For CLI tools, batch jobs, and stateless workloads, these limitations rarely matter. For stateful services or GPU applications, a traditional container setup is more appropriate.

Can you build Dockerc from source?

Yes. Dockerc is written in Zig, and building from source requires the Zig compiler:

# Clone the repository
git clone https://github.com/NilsIrl/dockerc.git
cd dockerc

# Build with Zig
zig build

# The binary is at ./zig-out/bin/dockerc
./zig-out/bin/dockerc --version

Pre-built binaries are also available from the GitHub Releases page for users who do not want to install the Zig toolchain.

Frequently Asked Questions

What is Dockerc?

Dockerc is a tool written in Zig that compiles Docker images into standalone, portable binary executables. These binaries run on any Linux system without Docker or any container runtime installed.

How do I use Dockerc?

Use dockerc --image <name> --output <file> to compile an image into a binary. The resulting binary is executed directly with ./<file>. The entrypoint and default command from the Docker image are preserved.

What architectures are supported?

x86_64 and ARM64 Linux hosts can compile and run binaries for their native architecture. Cross-architecture support (e.g., running ARM64 containers on x86_64) is experimental via QEMU user mode. macOS and Windows are not supported as runtime targets.

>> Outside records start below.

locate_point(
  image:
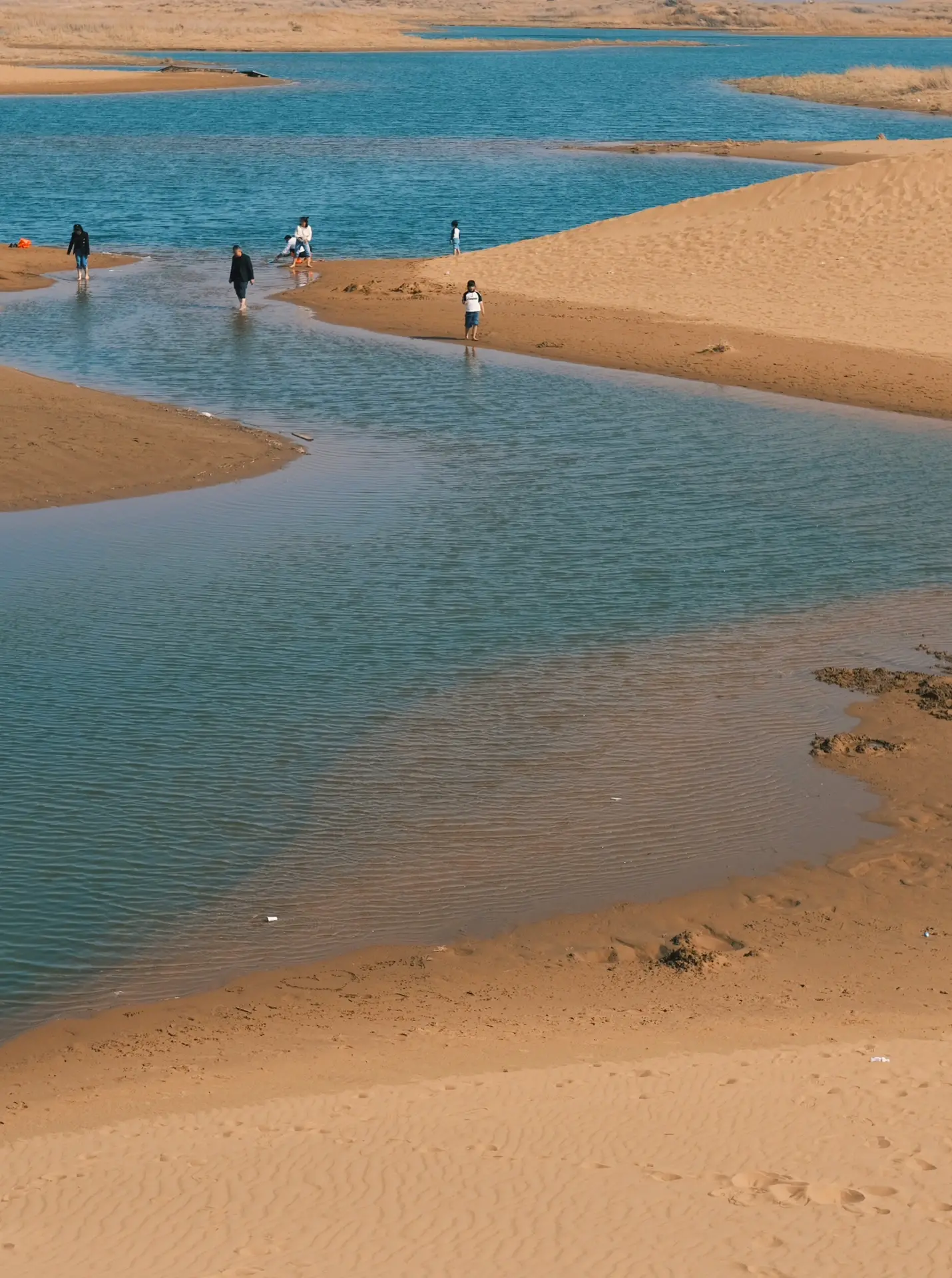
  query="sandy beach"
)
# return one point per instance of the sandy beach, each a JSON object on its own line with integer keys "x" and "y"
{"x": 748, "y": 1079}
{"x": 63, "y": 444}
{"x": 64, "y": 81}
{"x": 768, "y": 1101}
{"x": 65, "y": 30}
{"x": 830, "y": 286}
{"x": 885, "y": 89}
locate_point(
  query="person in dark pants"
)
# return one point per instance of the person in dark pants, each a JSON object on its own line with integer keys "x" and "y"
{"x": 242, "y": 275}
{"x": 79, "y": 248}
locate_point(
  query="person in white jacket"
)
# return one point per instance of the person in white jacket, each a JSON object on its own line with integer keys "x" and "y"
{"x": 303, "y": 234}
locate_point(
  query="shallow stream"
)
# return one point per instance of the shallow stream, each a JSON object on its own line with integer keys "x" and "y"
{"x": 514, "y": 638}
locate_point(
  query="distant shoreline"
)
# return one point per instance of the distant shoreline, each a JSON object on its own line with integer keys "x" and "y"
{"x": 921, "y": 91}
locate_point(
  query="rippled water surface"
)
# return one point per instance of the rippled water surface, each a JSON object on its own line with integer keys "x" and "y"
{"x": 513, "y": 638}
{"x": 383, "y": 150}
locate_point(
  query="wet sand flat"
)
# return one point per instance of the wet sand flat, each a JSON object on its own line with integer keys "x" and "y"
{"x": 63, "y": 444}
{"x": 68, "y": 80}
{"x": 760, "y": 1065}
{"x": 830, "y": 286}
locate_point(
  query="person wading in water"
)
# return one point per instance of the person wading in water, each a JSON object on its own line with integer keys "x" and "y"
{"x": 242, "y": 275}
{"x": 79, "y": 248}
{"x": 473, "y": 308}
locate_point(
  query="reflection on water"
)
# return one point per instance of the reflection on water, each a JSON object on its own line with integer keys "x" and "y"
{"x": 390, "y": 687}
{"x": 382, "y": 151}
{"x": 499, "y": 644}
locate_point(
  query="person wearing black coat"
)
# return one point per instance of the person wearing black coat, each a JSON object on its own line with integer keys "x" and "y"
{"x": 79, "y": 248}
{"x": 242, "y": 275}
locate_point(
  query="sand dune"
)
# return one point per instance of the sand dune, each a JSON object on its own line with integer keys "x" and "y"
{"x": 853, "y": 255}
{"x": 833, "y": 286}
{"x": 61, "y": 30}
{"x": 799, "y": 1164}
{"x": 889, "y": 89}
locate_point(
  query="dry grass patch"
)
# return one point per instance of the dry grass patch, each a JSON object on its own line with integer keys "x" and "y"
{"x": 897, "y": 89}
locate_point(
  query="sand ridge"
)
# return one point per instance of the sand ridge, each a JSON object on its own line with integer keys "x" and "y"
{"x": 64, "y": 81}
{"x": 65, "y": 30}
{"x": 556, "y": 1101}
{"x": 62, "y": 445}
{"x": 831, "y": 284}
{"x": 810, "y": 1162}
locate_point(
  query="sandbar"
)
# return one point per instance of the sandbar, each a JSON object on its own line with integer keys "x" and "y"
{"x": 775, "y": 1102}
{"x": 886, "y": 89}
{"x": 830, "y": 286}
{"x": 780, "y": 150}
{"x": 45, "y": 81}
{"x": 76, "y": 30}
{"x": 63, "y": 445}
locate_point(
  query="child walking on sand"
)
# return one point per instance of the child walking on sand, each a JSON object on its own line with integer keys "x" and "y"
{"x": 473, "y": 308}
{"x": 79, "y": 248}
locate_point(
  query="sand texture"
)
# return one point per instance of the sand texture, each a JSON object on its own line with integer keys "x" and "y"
{"x": 62, "y": 445}
{"x": 71, "y": 30}
{"x": 888, "y": 89}
{"x": 793, "y": 152}
{"x": 27, "y": 268}
{"x": 804, "y": 1164}
{"x": 831, "y": 284}
{"x": 61, "y": 81}
{"x": 554, "y": 1102}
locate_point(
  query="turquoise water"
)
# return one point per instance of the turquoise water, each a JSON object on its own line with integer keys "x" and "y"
{"x": 400, "y": 687}
{"x": 385, "y": 150}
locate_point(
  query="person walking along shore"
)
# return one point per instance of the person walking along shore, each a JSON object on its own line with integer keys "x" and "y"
{"x": 473, "y": 308}
{"x": 79, "y": 248}
{"x": 242, "y": 275}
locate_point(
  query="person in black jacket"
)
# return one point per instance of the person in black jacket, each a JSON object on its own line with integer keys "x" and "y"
{"x": 242, "y": 275}
{"x": 79, "y": 248}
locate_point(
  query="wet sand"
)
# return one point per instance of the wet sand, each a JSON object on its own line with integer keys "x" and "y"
{"x": 561, "y": 1084}
{"x": 64, "y": 81}
{"x": 789, "y": 152}
{"x": 72, "y": 30}
{"x": 830, "y": 286}
{"x": 63, "y": 444}
{"x": 31, "y": 268}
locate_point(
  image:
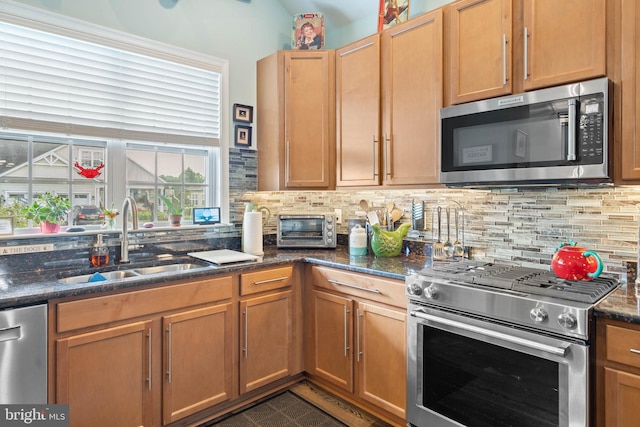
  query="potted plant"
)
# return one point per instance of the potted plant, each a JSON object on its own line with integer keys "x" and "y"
{"x": 175, "y": 213}
{"x": 49, "y": 211}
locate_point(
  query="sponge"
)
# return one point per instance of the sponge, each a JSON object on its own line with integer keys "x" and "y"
{"x": 97, "y": 277}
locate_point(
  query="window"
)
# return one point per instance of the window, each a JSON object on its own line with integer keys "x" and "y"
{"x": 97, "y": 122}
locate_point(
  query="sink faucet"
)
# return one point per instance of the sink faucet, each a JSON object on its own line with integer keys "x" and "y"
{"x": 129, "y": 203}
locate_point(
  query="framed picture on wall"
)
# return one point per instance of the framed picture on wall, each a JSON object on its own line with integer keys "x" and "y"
{"x": 392, "y": 12}
{"x": 242, "y": 113}
{"x": 243, "y": 136}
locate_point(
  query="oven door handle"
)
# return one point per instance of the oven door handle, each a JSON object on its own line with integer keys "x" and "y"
{"x": 558, "y": 351}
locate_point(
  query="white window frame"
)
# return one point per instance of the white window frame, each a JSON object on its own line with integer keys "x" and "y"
{"x": 43, "y": 20}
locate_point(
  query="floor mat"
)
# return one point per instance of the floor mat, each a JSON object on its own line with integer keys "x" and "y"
{"x": 283, "y": 410}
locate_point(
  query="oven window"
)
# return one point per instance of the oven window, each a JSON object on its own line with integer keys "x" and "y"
{"x": 484, "y": 385}
{"x": 308, "y": 228}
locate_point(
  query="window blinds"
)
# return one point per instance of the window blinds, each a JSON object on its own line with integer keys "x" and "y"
{"x": 58, "y": 84}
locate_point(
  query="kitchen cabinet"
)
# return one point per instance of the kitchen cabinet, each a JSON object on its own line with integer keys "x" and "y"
{"x": 268, "y": 351}
{"x": 619, "y": 361}
{"x": 627, "y": 148}
{"x": 356, "y": 338}
{"x": 498, "y": 47}
{"x": 296, "y": 120}
{"x": 131, "y": 359}
{"x": 388, "y": 94}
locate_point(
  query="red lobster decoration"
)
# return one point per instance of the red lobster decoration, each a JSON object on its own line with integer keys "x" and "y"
{"x": 88, "y": 172}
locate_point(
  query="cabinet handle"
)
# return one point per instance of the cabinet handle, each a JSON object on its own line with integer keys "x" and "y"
{"x": 149, "y": 358}
{"x": 336, "y": 282}
{"x": 387, "y": 156}
{"x": 277, "y": 279}
{"x": 359, "y": 315}
{"x": 246, "y": 332}
{"x": 375, "y": 158}
{"x": 346, "y": 347}
{"x": 169, "y": 351}
{"x": 504, "y": 59}
{"x": 526, "y": 53}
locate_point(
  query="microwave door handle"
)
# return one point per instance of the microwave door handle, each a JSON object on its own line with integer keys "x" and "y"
{"x": 571, "y": 131}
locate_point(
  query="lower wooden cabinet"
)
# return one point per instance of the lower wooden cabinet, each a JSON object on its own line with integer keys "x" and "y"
{"x": 266, "y": 327}
{"x": 356, "y": 338}
{"x": 120, "y": 358}
{"x": 105, "y": 376}
{"x": 198, "y": 365}
{"x": 618, "y": 378}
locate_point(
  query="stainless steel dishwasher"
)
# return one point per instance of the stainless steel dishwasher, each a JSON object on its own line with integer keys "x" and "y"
{"x": 23, "y": 355}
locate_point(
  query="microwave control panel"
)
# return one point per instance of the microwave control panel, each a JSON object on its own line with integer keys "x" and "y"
{"x": 591, "y": 130}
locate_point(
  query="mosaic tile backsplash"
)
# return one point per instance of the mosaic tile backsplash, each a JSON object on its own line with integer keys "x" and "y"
{"x": 521, "y": 225}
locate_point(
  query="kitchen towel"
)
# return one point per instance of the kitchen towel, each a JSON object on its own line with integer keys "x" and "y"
{"x": 252, "y": 233}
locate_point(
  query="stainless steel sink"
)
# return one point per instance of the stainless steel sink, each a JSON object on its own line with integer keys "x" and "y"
{"x": 131, "y": 272}
{"x": 170, "y": 268}
{"x": 108, "y": 275}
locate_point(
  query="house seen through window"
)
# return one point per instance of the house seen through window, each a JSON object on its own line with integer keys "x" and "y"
{"x": 96, "y": 123}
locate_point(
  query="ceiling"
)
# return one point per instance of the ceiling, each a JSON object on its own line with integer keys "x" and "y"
{"x": 337, "y": 13}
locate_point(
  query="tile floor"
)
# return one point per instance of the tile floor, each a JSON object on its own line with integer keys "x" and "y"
{"x": 283, "y": 410}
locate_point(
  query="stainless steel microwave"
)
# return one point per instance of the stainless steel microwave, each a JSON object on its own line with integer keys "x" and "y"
{"x": 306, "y": 230}
{"x": 557, "y": 136}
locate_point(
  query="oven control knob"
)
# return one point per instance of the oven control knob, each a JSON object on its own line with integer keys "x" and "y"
{"x": 567, "y": 320}
{"x": 538, "y": 314}
{"x": 431, "y": 292}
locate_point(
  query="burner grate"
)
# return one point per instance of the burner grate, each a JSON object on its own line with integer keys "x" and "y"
{"x": 524, "y": 279}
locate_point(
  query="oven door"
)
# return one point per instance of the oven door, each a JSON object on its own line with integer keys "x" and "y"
{"x": 464, "y": 371}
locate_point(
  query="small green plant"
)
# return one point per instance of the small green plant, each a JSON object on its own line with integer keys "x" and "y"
{"x": 173, "y": 210}
{"x": 49, "y": 208}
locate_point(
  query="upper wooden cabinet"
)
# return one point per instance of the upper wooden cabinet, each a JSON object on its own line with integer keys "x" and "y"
{"x": 498, "y": 47}
{"x": 627, "y": 148}
{"x": 296, "y": 120}
{"x": 480, "y": 60}
{"x": 388, "y": 93}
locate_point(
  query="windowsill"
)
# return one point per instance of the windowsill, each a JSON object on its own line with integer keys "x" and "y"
{"x": 34, "y": 233}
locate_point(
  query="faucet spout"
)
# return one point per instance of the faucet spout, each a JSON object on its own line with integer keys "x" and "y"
{"x": 128, "y": 204}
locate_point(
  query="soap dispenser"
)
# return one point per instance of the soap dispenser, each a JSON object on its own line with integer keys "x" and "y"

What are Dockerc’s limitations?

The generated binary includes the full container filesystem (larger file size), runs in-memory (no persistent storage by default), and does not support volume mounts or GPU passthrough. Best suited for CLI tools and stateless workloads.

Can I build Dockerc from source?

Yes. Clone the repository and run zig build. You need the Zig compiler installed. Pre-built binaries are also available from GitHub Releases.